Because of her familiarity with the nature of the part, Izzy nails it, much to the dismay of Arnold, who can’t come up with a good reason not to hire her without confessing the whole truth to his wife, Delta Simmons (Kathryn Hahn), who is starring in the play with Seth Gilbert (Rhys Ifans). Meanwhile, Joshua is fed up with the castrating ways of his girlfriend, Jane (yes, it’s all very intertwined), and decides to make a bold move by asking out Izzy to dinner at an Italian restaurant called Nick’s. Judge Pendergast, too, asks Jane out to the same place the same night after Joshua cancels on her. To typify the height of the screwball comedy genre, Bogdanovich also adds the private detective, Delta and Arnold into the mix at the restaurant, allowing him to showcase a slapstick style with a modern touch.

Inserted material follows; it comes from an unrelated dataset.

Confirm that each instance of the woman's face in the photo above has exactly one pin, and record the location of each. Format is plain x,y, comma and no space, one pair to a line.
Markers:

As the stakes escalate, Izzy’s tale becomes even wilder and more far-fetched sounding to Judy, who is a very facts-oriented journalist and person, coldly pointing out to Izzy regarding the legendary story about Lana Turner’s discovery at Schwab’s Drugstore, “It wasn’t Schwab’s, it was actually a place called Top Hat on Sunset and McCadden. And it wasn’t Mervyn Leroy [who discovered her], it was actually a guy from The Hollywood Reporter. And her name wasn’t even Lana Turner then, it was Judy…actually her real name was Julia. But you knew all that right?” To sum up the entire crux of the film (and what men of Bogdanovich’s era are all about), Izzy counters, “Mm. You know, it doesn’t really have the same magic though.”